I just have to be careful. Konstantin may play the part of the seductive monster with ease, but I know better than to let my guarddown. He’s charming, yet lethal, and definitely not someone to underestimate. The man’s always watching.

And if he even suspects why I’m really here? This game I’m playing won’t just cost me my career. It’ll cost me my life.

“So, about that dream…” Margo says gently, pulling me out of my spiral.

My eyes snap to hers, the calm behind her red-trimmed glasses anchoring me for a second. “Yeah, sorry. What about it?”

I definitely zoned out. Worse than usual.

“I was asking how long you’ve been having it again?”

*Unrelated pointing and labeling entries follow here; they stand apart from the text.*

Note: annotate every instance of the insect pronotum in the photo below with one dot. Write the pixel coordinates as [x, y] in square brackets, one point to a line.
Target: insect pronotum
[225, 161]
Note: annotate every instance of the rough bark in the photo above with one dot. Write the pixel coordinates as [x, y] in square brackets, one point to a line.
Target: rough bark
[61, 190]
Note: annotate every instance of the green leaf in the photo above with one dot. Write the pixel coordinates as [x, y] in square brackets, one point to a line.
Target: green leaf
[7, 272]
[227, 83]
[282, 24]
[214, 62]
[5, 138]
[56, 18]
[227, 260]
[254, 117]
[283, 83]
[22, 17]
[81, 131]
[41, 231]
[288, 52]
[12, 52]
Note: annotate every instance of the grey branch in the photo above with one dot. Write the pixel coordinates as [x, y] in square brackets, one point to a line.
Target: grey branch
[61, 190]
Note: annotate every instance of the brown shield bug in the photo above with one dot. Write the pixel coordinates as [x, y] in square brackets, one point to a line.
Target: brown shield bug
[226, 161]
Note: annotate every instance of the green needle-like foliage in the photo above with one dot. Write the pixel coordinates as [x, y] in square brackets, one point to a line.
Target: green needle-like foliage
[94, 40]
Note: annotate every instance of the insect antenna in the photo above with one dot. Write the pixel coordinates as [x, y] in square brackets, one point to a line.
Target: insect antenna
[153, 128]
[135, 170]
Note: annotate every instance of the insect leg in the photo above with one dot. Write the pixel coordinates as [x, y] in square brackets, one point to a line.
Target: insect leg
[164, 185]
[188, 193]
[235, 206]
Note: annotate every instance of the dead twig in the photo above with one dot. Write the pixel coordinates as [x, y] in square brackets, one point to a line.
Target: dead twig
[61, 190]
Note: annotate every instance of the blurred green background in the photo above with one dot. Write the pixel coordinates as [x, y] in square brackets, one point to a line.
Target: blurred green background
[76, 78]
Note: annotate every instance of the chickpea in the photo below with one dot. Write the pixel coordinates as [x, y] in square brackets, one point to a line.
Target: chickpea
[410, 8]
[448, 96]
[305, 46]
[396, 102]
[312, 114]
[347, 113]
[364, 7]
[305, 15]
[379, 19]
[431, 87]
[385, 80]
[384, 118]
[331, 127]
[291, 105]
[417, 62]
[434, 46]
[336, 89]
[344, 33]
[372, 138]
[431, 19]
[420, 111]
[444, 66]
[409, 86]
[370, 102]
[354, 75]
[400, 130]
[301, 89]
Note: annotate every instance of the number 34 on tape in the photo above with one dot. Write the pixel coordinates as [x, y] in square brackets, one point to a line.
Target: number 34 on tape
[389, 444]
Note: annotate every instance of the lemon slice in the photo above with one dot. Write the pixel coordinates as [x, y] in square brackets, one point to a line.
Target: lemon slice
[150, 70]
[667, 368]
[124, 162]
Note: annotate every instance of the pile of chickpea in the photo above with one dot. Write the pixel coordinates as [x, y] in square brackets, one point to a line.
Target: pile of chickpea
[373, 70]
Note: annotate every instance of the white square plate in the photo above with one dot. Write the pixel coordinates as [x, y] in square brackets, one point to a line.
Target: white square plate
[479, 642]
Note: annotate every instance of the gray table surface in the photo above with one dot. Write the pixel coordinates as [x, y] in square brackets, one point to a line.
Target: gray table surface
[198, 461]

I exhale, jaw tight. “A few weeks. It started up again right after Nate got arrested.”

That dream. That fucking dream.

Except it’s not. It’s too vivid. Too sharp around the edges. It feels like a memory I should already know. Like it’s right there, just behind a locked door I can’t kick down.

“I keep seeing it. Same closet. Same gunshot. But the faces are always gone, like my brain won’t let me see what I’m supposed to.”

“You were young. That’s normal,” Margo reassures me.

“I know.” I shake my head.

I had to be under seven. But Nate swears nothing like that happened. And my mom? She doesn’t remember either. Then again, she was always high, so I doubt she would.

“Maybe it is just a dream,” I add. “Maybe my mind’s playing tricks on me.”

But…something in me knows it happened. I felt it. That kind of fear? You don’t invent that out of thin air.

“Have you recalled any more details?”

“No.” My voice comes out flat. Defeated. “Same every time. I’m in the closet. Two men yelling. My mom’s crying. One man gets shot. I can still hear the gunshot like it just happened—like it’s happening right now in this room.”

I press my fingers to my temples, squeezing hard.

Come on, come on. There has to be something.

Shutting my eyes, I force myself back into the scene. Back into the dark, into the cold floor under my knees. The closet door cracked open just enough for me to see Mom’s bedroom. The shouting. The sound of someone begging. A flash. A bang.